# Remote Desktop - Nutzer hinzufügen?



## rikro (9. Juni 2004)

Hallo!
Ich will über die RemoteDesktop-Funktion nen andren PC steuern (is ja klar, was will man sonst damit^^)...

Ich geh also auf:
Rechstklick auf Arbeitsplatz -> Eigenschaften -> Remote

Und aktiviere da Remotedesktop...
Nur wenn ich Nutzer hinzufügen will, kann ich nur lokale Nutzer hinzufügen, und keine aus dem Lan....

Wie füge ich Nutzer aus dem Lan ein?

Danke für eure Hilfe!


----------



## gothic ghost (9. Juni 2004)

> _Original geschrieben von rikro _
> Wie füge ich Nutzer aus dem Lan ein?


Hallo,
geht nur von dem jeweiligen Rechner aus, ansonsten 
müßtest du für alle Lan-Nutzer auf einen Rechner Konten
anlegen, ziemlich unsinnig oder !?  
Ergo, geht nicht.


----------



## rikro (9. Juni 2004)

Muss irgendwie gehen, ansonsten is die Funktion doch ziemlich sinnlos, oder?

Ausserdem...
Ich will nur von EINEM Rechner auf den andren PC zugreifen..

Das einzige Problem, was ich wirklich hab ist, dass ich den Suchpfad net ändern kann...


----------



## gothic ghost (9. Juni 2004)

> _Original geschrieben von rikro _
> Muss irgendwie gehen, ansonsten is die Funktion doch ziemlich sinnlos, oder?

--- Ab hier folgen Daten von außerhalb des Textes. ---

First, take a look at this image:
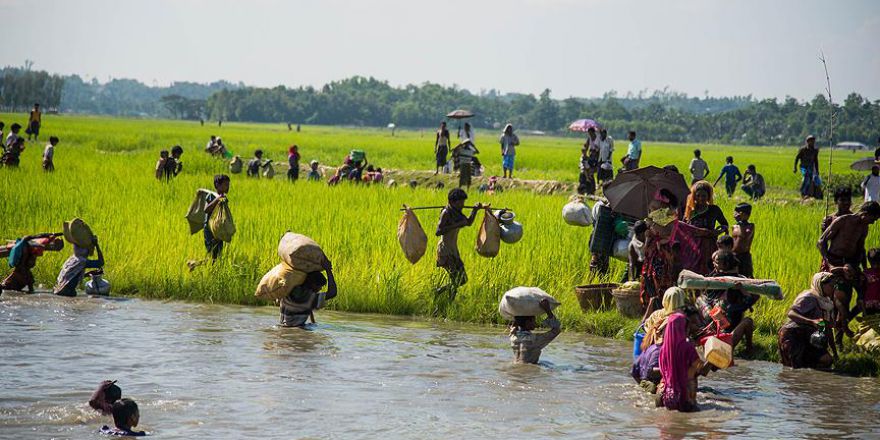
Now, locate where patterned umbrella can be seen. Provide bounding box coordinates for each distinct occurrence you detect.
[568,119,602,132]
[446,109,474,119]
[602,166,690,218]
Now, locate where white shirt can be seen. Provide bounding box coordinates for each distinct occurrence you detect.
[596,136,614,162]
[862,174,880,202]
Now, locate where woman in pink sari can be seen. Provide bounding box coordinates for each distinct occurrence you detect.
[657,312,705,412]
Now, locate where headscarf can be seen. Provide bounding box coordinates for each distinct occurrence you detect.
[684,180,715,221]
[663,286,687,316]
[660,313,699,409]
[53,245,90,293]
[801,272,834,315]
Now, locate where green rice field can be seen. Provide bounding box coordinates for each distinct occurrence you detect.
[0,114,880,375]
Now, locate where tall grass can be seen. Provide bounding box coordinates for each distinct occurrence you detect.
[0,111,878,374]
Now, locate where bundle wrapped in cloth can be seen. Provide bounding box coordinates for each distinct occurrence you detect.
[678,270,782,300]
[254,232,326,299]
[498,286,560,321]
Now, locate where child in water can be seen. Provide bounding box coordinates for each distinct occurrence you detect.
[510,299,562,364]
[98,398,147,437]
[89,380,122,416]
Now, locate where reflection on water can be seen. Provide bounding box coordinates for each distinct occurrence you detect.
[0,294,880,439]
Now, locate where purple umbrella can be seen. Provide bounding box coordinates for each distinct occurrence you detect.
[568,119,602,132]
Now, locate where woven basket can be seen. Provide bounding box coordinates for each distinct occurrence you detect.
[611,289,642,318]
[574,283,618,312]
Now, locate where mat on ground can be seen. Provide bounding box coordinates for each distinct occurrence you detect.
[562,196,593,226]
[678,270,782,300]
[397,205,428,264]
[498,286,560,321]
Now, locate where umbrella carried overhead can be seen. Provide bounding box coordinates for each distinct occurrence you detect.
[446,109,474,119]
[849,157,880,171]
[602,166,690,218]
[568,119,602,132]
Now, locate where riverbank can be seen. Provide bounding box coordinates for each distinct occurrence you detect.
[0,118,880,375]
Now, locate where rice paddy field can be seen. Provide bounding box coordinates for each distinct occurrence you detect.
[0,114,880,375]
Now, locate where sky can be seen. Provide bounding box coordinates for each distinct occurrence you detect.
[0,0,880,100]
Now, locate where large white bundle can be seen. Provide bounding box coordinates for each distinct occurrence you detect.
[562,197,593,226]
[498,286,559,321]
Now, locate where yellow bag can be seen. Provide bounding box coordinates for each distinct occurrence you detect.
[254,263,306,299]
[208,200,235,243]
[397,205,428,264]
[278,232,327,273]
[64,218,95,251]
[477,210,501,258]
[186,189,211,234]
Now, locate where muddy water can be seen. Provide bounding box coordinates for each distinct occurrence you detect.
[0,294,880,439]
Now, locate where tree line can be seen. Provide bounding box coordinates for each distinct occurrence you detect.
[0,63,880,145]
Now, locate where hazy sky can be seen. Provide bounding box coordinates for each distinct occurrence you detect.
[0,0,880,99]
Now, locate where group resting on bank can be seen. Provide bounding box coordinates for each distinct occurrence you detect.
[0,105,880,428]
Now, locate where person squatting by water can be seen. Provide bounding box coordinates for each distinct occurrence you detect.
[281,258,337,327]
[510,299,562,364]
[202,174,230,261]
[435,188,488,301]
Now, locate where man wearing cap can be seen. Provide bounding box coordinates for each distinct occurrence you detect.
[794,135,821,198]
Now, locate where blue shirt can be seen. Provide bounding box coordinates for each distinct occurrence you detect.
[626,139,642,159]
[721,163,742,185]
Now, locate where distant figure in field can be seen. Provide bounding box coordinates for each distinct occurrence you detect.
[621,131,642,170]
[0,138,24,168]
[689,149,709,185]
[156,150,174,182]
[25,103,43,141]
[742,165,767,200]
[861,165,880,202]
[596,128,614,183]
[498,124,519,179]
[794,135,822,199]
[434,121,450,176]
[171,145,183,177]
[43,136,58,172]
[712,156,742,197]
[458,122,476,144]
[819,187,852,232]
[308,160,321,182]
[3,122,21,150]
[435,188,483,300]
[287,145,300,182]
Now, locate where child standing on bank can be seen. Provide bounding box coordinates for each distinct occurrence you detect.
[43,136,58,172]
[436,188,484,300]
[731,203,755,278]
[712,156,742,197]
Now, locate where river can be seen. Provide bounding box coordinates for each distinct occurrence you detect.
[0,293,880,439]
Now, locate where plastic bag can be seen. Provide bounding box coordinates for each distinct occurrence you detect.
[397,206,428,264]
[278,232,327,273]
[254,263,306,299]
[498,286,560,321]
[562,197,593,226]
[208,200,235,243]
[477,210,501,258]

1. die Funktion ist ziemlich sinnvoll denn wenn du auf einem Rechner
im Lan was machen mußt, brauchst du nicht hingehen.
2. ist es eine Sicherheitsfrage wenn ohne ein Konto jeder auf alles
zugreifen könnte.
3. et jet nit


----------



## rikro (9. Juni 2004)

1. Ja, ich will das fürs Lan benutzen, aus dem Grund
2. OK, wie richte ich so ein Konto ein?


----------



## gothic ghost (9. Juni 2004)

In der Computerverwaltung -> Lokale Benutzer und Gruppen ->
auf Benutzer  Rechtsklick -> Neuer Benutzer.
Auf den neuen Benutzer Rechtsklick -> Eigenschaften ->Mitgliedschaft ->
Hinzufügen -> Jetzt suchen -> "Remotedesktopbenutzer" auswählen. 
So geht es bei XP pro und Win 2000, als Administrator.


----------



## rikro (10. Juni 2004)

Also ich hab das jetzt auf dem PC, auf den ich drauf will gemacht...

Nur wenn ich über Start -> Alle Programme -> Zubehör -> Kommunikation -> Remotedesktopverbindung geh, komm ich nicht drauf, er macht mir ne Fehlermeldung..


----------



## gothic ghost (10. Juni 2004)

> Also ich hab das jetzt auf dem PC, auf den ich drauf will gemacht..


Nee, auf dem Rechner *von wo* du auf dem anderen drauf willst,
wenn ich dich jetzt richtig verstehe.
XP oder ?


----------



## rikro (11. Juni 2004)

Mhh...

Also auf meinem Rechner einrichten

Ok, mal probieren...


----------